As has become an annual activity for our organization, before we ring in the new year, we take a look back at events, projects and moments from 2014 that have impacted the health care scene in our communities and our nation.
On day nine of our Year In Review series, HCF Program Officer Adriana Pecina was inspired by a conference that explored incorporating equity into funding strategies.
This year, I was fortunate to attend the first ever Convergence Leadership Institute (CLI), during which we explored how to incorporate equity into funding strategies.
The CLI was hosted by the National Convergence Partnership, which was created to promote policies and practices that advance the convergence vision of healthy people in healthy places. They accomplish this by strengthening advocacy capacity and leadership.
Eighteen teams consisting of foundation leadership, staff, consultants and nonprofit partners participated in this two-day institute. We heard from national and regional convergence leaders, racial equity and advocacy trainers, and local community leaders about various ways to impact policy and build advocacy capacity through grantmaking and community engagement.
In addition to hearing from leaders in the field, participants engaged in small group and roundtable discussions focused on strategies for promoting policies and practices to advance healthy people in healthy places.
At the close of the event, teams shared how they plan to commit to equity when they return to their states and regions. As I considered what to write about my Year in Review entry, I felt compelled to share with you what I brought back to our region:
If we truly want lasting, meaningful or sustainable change, beyond a grant or the presence of funders, we need to work to ensure that everybody has the opportunity to participate and prosper.
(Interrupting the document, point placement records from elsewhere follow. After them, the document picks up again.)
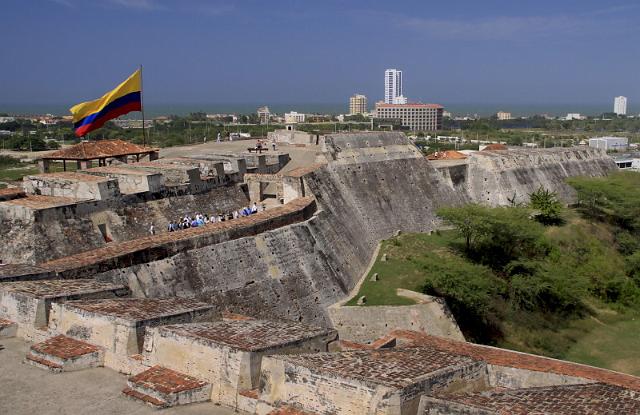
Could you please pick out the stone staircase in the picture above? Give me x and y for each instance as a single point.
(160, 387)
(64, 354)
(28, 303)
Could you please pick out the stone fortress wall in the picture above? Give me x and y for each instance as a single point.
(158, 307)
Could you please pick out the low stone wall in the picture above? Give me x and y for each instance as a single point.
(156, 247)
(131, 180)
(72, 185)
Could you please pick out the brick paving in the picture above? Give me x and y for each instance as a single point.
(165, 381)
(11, 193)
(139, 309)
(16, 270)
(87, 150)
(502, 357)
(392, 367)
(248, 223)
(70, 176)
(59, 288)
(64, 347)
(42, 202)
(594, 398)
(249, 335)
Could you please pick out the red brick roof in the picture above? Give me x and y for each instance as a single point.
(509, 358)
(446, 155)
(89, 150)
(491, 147)
(594, 398)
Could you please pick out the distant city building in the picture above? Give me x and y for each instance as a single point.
(264, 115)
(628, 161)
(357, 104)
(392, 85)
(620, 105)
(417, 117)
(131, 124)
(293, 117)
(400, 100)
(502, 115)
(610, 143)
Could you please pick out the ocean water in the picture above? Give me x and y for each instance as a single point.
(458, 109)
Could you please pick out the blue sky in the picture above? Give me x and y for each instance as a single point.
(197, 51)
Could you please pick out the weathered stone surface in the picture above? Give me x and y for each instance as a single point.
(228, 354)
(371, 381)
(596, 398)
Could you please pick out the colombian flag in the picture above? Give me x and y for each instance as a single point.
(92, 115)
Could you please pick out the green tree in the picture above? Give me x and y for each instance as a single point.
(469, 221)
(547, 206)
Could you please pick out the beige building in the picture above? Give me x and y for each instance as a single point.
(357, 104)
(502, 115)
(264, 115)
(418, 117)
(293, 117)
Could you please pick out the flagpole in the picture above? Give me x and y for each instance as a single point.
(142, 109)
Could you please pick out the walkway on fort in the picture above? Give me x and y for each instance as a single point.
(166, 244)
(27, 390)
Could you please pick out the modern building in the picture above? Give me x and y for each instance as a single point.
(610, 143)
(400, 100)
(293, 117)
(628, 161)
(392, 85)
(264, 115)
(357, 104)
(620, 105)
(417, 117)
(574, 116)
(502, 115)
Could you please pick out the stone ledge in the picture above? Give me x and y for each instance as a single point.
(160, 246)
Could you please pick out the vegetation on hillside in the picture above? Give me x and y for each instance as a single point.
(536, 278)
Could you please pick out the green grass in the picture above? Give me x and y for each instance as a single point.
(611, 341)
(606, 337)
(403, 268)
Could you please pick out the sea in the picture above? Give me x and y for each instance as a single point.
(457, 109)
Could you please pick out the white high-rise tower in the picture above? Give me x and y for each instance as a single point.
(620, 105)
(392, 85)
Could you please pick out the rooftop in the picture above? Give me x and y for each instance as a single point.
(392, 367)
(120, 170)
(508, 358)
(593, 398)
(58, 288)
(249, 335)
(16, 270)
(42, 202)
(69, 176)
(89, 150)
(139, 309)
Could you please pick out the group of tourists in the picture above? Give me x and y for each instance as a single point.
(200, 220)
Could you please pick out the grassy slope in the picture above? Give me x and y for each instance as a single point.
(607, 338)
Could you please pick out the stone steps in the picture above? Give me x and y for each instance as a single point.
(28, 303)
(161, 388)
(64, 354)
(7, 328)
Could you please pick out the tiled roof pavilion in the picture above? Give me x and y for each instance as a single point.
(86, 151)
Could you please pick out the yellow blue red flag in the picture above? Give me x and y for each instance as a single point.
(126, 97)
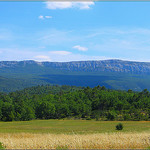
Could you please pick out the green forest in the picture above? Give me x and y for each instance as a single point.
(71, 102)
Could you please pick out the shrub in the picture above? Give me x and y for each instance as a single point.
(2, 146)
(119, 126)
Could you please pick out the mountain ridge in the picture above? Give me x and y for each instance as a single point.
(113, 74)
(112, 65)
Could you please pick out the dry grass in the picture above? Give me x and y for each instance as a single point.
(75, 141)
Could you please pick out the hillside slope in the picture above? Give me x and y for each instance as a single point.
(114, 74)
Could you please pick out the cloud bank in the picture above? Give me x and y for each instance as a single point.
(65, 5)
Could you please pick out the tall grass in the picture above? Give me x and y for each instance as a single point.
(118, 140)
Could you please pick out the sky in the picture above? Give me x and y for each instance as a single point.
(74, 31)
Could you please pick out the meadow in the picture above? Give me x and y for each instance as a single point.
(74, 134)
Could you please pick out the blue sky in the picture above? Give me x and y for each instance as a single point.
(73, 31)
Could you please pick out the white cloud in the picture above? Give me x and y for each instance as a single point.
(64, 5)
(80, 48)
(42, 58)
(60, 52)
(41, 17)
(44, 17)
(48, 17)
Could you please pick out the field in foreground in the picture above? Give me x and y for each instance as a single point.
(76, 141)
(74, 134)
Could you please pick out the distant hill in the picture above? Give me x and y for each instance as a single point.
(114, 74)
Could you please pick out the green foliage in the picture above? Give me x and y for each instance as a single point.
(119, 126)
(2, 147)
(56, 102)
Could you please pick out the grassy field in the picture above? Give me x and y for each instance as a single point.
(72, 126)
(74, 134)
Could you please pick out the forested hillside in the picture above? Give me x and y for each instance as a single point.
(113, 74)
(47, 102)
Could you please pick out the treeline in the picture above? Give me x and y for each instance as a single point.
(56, 102)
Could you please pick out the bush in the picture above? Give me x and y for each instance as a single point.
(119, 126)
(2, 146)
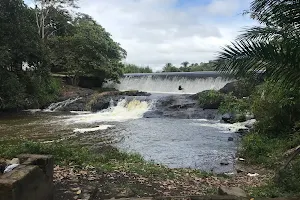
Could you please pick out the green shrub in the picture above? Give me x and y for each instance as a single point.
(277, 109)
(12, 91)
(235, 105)
(260, 149)
(289, 178)
(210, 99)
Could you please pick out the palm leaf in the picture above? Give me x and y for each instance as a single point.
(280, 61)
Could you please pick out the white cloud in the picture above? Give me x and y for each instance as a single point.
(154, 32)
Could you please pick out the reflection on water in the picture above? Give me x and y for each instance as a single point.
(176, 143)
(180, 143)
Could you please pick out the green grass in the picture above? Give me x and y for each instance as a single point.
(269, 152)
(106, 159)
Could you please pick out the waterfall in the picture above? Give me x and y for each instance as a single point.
(56, 106)
(170, 84)
(123, 111)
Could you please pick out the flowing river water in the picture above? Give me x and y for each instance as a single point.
(194, 143)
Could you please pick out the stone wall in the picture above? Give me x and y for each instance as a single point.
(31, 180)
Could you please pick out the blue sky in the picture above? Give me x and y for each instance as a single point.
(155, 32)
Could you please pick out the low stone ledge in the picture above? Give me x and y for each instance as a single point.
(31, 180)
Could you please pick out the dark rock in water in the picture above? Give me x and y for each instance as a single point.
(227, 117)
(3, 165)
(243, 131)
(180, 107)
(224, 162)
(153, 114)
(232, 191)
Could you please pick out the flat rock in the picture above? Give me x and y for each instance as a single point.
(232, 191)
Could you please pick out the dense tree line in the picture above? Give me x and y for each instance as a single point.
(37, 41)
(187, 67)
(131, 68)
(272, 48)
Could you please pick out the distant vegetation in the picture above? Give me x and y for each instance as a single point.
(131, 68)
(273, 47)
(187, 67)
(48, 38)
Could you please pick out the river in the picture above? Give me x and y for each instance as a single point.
(177, 143)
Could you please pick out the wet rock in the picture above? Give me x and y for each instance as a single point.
(14, 161)
(153, 114)
(232, 191)
(239, 169)
(243, 131)
(126, 192)
(224, 162)
(3, 165)
(227, 117)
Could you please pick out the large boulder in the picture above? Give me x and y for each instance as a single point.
(232, 191)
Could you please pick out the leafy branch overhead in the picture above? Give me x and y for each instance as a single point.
(272, 48)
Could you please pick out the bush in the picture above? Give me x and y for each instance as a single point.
(289, 178)
(277, 109)
(261, 149)
(12, 91)
(210, 99)
(235, 105)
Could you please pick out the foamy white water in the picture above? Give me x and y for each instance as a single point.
(55, 106)
(84, 130)
(170, 85)
(224, 127)
(122, 112)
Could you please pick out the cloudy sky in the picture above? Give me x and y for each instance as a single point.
(154, 32)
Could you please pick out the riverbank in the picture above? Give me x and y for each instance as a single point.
(85, 169)
(106, 172)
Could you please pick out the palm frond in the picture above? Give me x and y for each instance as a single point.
(280, 61)
(276, 12)
(268, 33)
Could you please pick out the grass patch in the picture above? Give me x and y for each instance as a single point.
(106, 159)
(269, 152)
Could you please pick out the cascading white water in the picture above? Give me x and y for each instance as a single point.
(170, 85)
(124, 111)
(56, 106)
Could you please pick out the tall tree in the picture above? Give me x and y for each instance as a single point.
(43, 9)
(272, 47)
(89, 51)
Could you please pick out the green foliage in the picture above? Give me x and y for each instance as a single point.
(131, 68)
(261, 149)
(234, 105)
(12, 92)
(289, 178)
(210, 99)
(272, 47)
(90, 51)
(21, 47)
(187, 67)
(269, 190)
(276, 108)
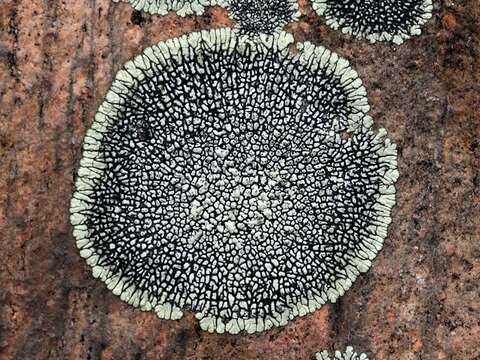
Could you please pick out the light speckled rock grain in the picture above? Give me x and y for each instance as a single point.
(419, 300)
It’s about helping communities come up with their own solutions. We need to listen and be humble.
Use an asset-based approach. Don’t marginalize, but LIFT UP.
“Fear trumps facts.” We don’t know what we don’t know. We’re not the experts, but we need to be brave and courageous and know that if we fail, it’s okay to get up and try again. Fail fast and fail forward. Learn from it.
Our work needs to be rooted in culture and tradition of community. We need to have respect for each other, to be genuine and authentic, to be a bridge and to be reflective of the community we serve
The institute provided a great opportunity to see not so much what we can do but HOW it can be done. Reflecting on 2014, the Community Conversation on Health was a great step toward bringing people of all voices together to discuss community health solutions.
In 2015, how will you incorporate equity considerations into your strategy? There are a few simple questions that can help guide your efforts.
When developing a project ask yourself:
• What inequities will be reduced as a result of this strategy?
• How will your strategy promote meaningful and authentic community engagement?
• How does the proposed strategy affect policy and or systemic change
• How does this action help to achieve greater racial and economic equity such that it will expand opportunity and access for those most impacted by the inequities (race, class, socio-economic, geographic, etc.)
I left the conference inspired and proud. Inspired by the work going on. Inspired to do more. And proud to be part of an organization that, since inception, has used the health equity lens in all that it does. I know in the years ahead we will continue to look for better opportunities to listen to and help elevate the voices of the most affected: people of under-resourced communities and people of color.